Sunday, January 20, 2013

Introduction

   Since I have a little bit of spare time, I thought I would give you all an introduction to this blog and what it will be about.

   I will endeavour to simply explain physics and astronomy in layman's terms to those who find the subjects interesting or fascinating. The first posts will be primarily about the birth of modern physics with anecdotes about such famed scientists as Kepler, Galileo, Newton, and Copernicus. These lessons will build the framework of later studies of the unification of electricity and magnetism in Maxwell's equations, Einstein's relativistic universe, Hubble's discovery of other galaxies and the fact they are moving away, the big bang theory, and other such discoveries. Then, we move into a realm where common sense in our everyday terms is violated and objects are in two places at once: the bizarre world of quantum mechanics. We will revisit electromagnetism here as well as quantum tunneling, the nature of the atom and its constituents, the weak and strong nuclear forces, quantum electrodynamics (QED), quantum chromodynamics (QCD), and quantum theory's impact on our technology. Later on, more in-depth discussions about the big bang theory will arise, the nature of dark matter and dark energy, antimatter, the newly developed negative energy, string theory, higher dimensions, parallel universes, wormholes, and the quest for the theory of everything and the unification of physics.

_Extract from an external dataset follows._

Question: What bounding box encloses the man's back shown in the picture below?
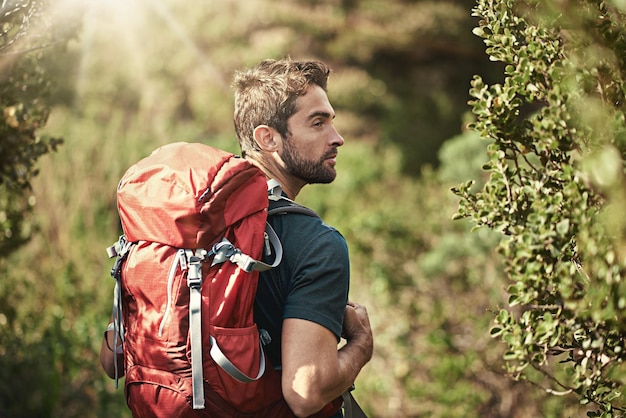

   Well, there you have it. Don't expect me to follow along that schedule precisely, I'm going to be tempted to skip some of the more dull subjects (yeah, I heard the people who just said, "It's PHYSICS, it's ALL DULL!"). Anyways, please stay tuned for more, I hope to post soon, Until then, salutations!

Saturday, January 19, 2013

Hello Fellow Human!

   Hello comrades, I shall be posting some physics stuff on here when I have a little bit of that special fourth dimensional substance we call time. Until then, salutations!